Il Ministero della Salute esegue controlli continui e severi sia sulla qualità del cibo che mangiamo (vegetale e animale), sia sul benessere animale. Nel caso dei polli, nel 2022, le ispezioni su un campione significativo hanno rilevato non conformità alle norme (molto stringenti) sul benessere animale soltanto nel 2,9 % degli allevamenti controllati: proiettato sulla popolazione significa che sugli oltre 2.380 allevamenti nazionali solo 69 non rispettano le norme sul benessere. È proprio la severità dei protocolli di biosicurezza adottate dagli avicultori ad aver consentito di ridurre in dieci anni il consumo di antibiotici del 90% (si noti che nello stesso periodo la riduzione nell’uomo è stata solo del 18%).

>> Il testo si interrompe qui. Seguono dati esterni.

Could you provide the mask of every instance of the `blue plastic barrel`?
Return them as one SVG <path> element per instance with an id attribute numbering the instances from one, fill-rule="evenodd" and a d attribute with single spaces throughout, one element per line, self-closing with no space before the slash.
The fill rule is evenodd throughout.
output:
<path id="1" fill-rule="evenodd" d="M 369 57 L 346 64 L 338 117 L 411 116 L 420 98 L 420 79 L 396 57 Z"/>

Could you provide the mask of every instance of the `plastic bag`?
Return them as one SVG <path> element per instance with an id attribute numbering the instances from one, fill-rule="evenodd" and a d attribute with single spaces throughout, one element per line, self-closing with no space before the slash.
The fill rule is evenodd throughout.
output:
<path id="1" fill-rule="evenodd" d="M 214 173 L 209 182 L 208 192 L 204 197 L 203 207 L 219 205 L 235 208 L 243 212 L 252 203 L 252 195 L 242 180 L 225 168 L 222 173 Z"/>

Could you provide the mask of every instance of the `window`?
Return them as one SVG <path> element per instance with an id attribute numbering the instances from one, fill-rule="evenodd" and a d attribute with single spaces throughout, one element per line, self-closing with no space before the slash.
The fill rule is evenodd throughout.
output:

Visitare un allevamento, così come un’oasi faunistica, richiede un approccio informato: non sempre ciò che noi pensiamo sia benessere lo è anche per gli animali. Sui maltrattamenti, il caso è a parte: di fatto è un reato penale (Art. 554 bis del c.p.) che va perseguito qualsiasi sia la specie animale coinvolta.
Come si posiziona, infine, rispetto al tema etico dell’uccisione degli animali?
Uccidere senza una buona ragione è sempre sbagliato, che si tratti di insetti, piante o plantigradi. Si possono uccidere animali (insetti, ratti metropolitani, volpi portatrici di rabbia, fauna pericolosa per l’incolumità, etc.) quando l’interesse per l’uomo prevale. Poiché alimentarsi è un diritto primario dell’umanità, questo può giustificare il sacrificio degli animali zootecnici, a patto che questo sia condotto senza arrecare stress o inutili sofferenze agli animali.